We are days away from being able to ship complete sets of Camera Work. Our printer is very busy working on the first batch of books we have on order.​

Head to our store page to order your very own set of 50 issues plus the brand new number 51 we have made. This new number is a table of content for all 50 previous issues of Camera Work.
We are not able to give you an exact amount for the shipping yet as we do not have a complete set but as soon as we do, we will update the shipping cost.

About Camera Work
Camera Work. A photographic quarterly edited and published by Alfred Stieglitz, New York.
That is on every cover of the 50 numbers ever published between 1903 and 1917.
44 numbers were regular issues, 3 were double issues (numbers 34 and 35, numbers 42 and 43, and, numbers 49 and 50), 2 were special numbers and 1 was a supplement devoted to the photography of Eduard Steichen.
It was, unofficially at first, the mouthpiece of the group of photographers Stieglitz had started and called the photo-secession. The photo-secessionists wanted to promote photography as a fine art and Camera Work was a publication that promoted the photo-secessionists’ work. As such, Camera Work is filled with beautiful photography mostly shown using the printing process named photogravure. It is a photomechanical process, a time consuming way of printing but one that can reproduce the detail and continuous tones of a photograph.
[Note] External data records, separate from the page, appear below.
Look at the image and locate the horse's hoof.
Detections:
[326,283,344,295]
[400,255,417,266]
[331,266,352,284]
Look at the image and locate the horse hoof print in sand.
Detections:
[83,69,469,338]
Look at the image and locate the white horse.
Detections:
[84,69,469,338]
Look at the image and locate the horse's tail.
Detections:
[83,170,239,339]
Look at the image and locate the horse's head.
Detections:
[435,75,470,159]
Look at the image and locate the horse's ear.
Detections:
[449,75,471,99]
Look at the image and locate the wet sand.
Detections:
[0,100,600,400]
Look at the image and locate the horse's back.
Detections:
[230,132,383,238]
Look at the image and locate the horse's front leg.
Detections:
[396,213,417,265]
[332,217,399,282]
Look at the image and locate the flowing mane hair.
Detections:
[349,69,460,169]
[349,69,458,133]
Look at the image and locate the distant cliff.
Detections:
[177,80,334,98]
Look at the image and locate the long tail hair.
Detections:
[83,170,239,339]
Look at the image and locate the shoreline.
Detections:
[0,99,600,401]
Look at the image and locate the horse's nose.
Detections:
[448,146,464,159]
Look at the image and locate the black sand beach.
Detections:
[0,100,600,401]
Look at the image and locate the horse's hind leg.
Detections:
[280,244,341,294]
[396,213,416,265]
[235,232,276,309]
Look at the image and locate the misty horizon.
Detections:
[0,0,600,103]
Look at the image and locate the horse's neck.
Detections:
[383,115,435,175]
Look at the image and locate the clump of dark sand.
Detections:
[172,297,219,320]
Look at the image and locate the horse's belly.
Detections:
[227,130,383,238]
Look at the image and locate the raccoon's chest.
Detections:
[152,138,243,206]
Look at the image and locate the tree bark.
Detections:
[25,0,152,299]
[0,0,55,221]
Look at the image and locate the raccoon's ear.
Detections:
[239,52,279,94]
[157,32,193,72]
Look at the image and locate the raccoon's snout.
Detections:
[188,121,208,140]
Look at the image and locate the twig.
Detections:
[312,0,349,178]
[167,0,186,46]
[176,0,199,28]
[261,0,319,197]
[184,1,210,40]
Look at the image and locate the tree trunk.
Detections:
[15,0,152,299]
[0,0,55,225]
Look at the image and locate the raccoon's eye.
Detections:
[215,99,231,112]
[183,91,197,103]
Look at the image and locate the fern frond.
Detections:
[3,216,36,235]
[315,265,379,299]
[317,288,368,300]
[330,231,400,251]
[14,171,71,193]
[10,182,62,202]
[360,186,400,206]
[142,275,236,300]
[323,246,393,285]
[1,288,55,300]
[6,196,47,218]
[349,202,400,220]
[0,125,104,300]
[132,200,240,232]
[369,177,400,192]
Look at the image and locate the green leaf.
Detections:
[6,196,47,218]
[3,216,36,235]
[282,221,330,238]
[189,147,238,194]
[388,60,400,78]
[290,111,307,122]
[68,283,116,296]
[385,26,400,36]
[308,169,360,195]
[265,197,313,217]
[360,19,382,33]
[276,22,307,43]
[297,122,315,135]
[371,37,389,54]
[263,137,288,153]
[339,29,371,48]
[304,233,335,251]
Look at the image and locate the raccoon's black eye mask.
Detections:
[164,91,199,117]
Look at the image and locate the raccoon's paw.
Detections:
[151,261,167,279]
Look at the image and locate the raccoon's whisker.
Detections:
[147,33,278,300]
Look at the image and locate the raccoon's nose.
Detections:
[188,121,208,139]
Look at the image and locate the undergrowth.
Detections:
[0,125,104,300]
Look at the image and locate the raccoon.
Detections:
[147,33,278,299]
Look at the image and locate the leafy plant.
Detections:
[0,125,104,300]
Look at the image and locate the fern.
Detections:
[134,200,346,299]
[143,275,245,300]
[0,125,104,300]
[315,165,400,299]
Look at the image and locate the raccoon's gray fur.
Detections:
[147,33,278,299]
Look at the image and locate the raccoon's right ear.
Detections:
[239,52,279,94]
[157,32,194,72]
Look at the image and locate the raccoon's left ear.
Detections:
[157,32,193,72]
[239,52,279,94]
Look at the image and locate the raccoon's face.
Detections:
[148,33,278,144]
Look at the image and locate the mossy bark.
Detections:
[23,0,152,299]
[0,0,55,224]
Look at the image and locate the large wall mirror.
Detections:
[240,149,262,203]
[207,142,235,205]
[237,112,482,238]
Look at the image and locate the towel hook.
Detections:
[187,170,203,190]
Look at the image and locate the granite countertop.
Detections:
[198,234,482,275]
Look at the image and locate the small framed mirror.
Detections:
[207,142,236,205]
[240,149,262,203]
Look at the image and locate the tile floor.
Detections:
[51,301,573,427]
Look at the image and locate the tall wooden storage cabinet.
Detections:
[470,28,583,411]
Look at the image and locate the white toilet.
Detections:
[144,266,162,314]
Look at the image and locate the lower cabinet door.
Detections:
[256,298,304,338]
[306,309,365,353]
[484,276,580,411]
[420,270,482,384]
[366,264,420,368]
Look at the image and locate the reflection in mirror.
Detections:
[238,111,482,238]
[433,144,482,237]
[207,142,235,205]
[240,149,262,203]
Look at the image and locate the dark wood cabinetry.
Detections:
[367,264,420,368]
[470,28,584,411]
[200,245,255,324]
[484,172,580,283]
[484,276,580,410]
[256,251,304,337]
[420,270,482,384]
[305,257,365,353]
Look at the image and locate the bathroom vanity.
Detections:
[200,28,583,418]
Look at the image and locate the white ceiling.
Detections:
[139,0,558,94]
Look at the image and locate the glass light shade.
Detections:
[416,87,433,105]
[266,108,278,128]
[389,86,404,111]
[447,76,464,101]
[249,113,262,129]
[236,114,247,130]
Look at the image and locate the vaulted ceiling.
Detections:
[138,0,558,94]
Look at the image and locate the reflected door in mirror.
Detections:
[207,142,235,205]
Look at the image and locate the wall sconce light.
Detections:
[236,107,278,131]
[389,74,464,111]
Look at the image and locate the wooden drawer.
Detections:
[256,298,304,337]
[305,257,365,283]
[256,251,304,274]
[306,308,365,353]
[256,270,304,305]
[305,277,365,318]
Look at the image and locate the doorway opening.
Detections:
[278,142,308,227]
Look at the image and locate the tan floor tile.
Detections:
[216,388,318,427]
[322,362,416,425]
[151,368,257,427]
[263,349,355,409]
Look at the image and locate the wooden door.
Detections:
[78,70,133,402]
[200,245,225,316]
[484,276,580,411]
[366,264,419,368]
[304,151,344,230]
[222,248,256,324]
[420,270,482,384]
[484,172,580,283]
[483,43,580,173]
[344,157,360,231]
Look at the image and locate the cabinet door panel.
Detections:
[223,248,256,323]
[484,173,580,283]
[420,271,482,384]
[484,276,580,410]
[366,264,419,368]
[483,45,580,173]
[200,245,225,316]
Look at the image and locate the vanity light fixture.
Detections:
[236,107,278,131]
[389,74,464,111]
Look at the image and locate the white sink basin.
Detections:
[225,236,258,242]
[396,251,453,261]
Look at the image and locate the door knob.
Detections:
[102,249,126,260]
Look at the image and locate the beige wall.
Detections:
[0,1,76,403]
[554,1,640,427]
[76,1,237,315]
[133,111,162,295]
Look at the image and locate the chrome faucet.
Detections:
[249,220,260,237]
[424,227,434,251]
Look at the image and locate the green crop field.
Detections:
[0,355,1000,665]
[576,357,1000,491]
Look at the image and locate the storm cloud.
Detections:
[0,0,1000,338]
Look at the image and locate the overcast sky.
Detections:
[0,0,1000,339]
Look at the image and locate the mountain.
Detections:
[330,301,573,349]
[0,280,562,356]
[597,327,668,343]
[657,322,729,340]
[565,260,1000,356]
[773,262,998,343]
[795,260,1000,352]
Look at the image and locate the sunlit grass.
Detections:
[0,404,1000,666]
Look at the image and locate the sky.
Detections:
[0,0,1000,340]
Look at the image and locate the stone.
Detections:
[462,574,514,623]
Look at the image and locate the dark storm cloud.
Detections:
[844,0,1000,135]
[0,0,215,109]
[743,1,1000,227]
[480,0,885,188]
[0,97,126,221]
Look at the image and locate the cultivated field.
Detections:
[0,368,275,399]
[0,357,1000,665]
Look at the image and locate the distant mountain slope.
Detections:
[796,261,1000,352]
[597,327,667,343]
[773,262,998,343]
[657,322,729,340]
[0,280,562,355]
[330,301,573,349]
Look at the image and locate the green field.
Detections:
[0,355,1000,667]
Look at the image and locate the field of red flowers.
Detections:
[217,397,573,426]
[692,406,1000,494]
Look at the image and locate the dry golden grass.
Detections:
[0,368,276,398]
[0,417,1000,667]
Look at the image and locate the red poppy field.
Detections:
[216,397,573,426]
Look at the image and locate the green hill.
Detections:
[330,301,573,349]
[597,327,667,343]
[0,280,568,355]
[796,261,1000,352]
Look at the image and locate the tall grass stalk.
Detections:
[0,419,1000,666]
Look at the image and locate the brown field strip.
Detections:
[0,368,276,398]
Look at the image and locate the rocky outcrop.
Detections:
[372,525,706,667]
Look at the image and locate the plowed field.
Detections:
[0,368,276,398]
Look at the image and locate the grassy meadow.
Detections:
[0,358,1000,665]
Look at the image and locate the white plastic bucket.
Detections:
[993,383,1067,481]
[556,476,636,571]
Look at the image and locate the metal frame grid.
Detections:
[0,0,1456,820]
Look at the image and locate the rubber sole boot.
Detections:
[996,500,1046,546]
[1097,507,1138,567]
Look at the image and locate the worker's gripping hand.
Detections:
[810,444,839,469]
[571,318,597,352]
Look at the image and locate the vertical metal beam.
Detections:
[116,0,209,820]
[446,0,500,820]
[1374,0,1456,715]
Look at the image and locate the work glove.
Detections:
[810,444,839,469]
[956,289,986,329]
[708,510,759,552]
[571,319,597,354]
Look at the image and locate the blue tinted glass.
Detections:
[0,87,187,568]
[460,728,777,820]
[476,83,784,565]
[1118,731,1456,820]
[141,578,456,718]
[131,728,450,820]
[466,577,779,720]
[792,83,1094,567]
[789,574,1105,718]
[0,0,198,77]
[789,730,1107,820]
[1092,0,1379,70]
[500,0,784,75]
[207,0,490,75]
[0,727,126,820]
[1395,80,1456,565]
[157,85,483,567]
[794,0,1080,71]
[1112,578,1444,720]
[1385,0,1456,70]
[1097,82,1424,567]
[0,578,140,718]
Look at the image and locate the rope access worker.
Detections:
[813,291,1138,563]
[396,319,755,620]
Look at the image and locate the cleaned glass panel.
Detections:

Camera Work is considered to be the most historically important photography magazine of all time. Its pages are filled with images from photographers as well as other artists. Eduard Steichen is the photographer whose work is most published but one can also admire the work of Gertrude Käsebier, Clarence White, Frederick Evans, Robert Demachy, Alvin Langdon Coburn, James Craig Annan, Alfred Stieglitz, David Octavius Hill, Frank Eugene, Paul B. Haviland, Annie Brigman, …
Other visual artists whose work can also be seen gracing the pages are Henri Matisse, Pablo Picasso, Marius De Zayas, Manuel Manolo, …
It is not all images though. Text also plays a big role in the publication. From articles on art to poems, reviews of exhibitions to critiques, photographic techniques to product reviews, one is sure to find something of interest to read.
The last few pages of each number were reserved for advertisements. Some of them could be considered works of art. Looking at them, one cannot help but to have a smile reflecting on a bygone era and to think that all the photographs shown on the pages of Camera Work were most probably made using the equipment and products advertised.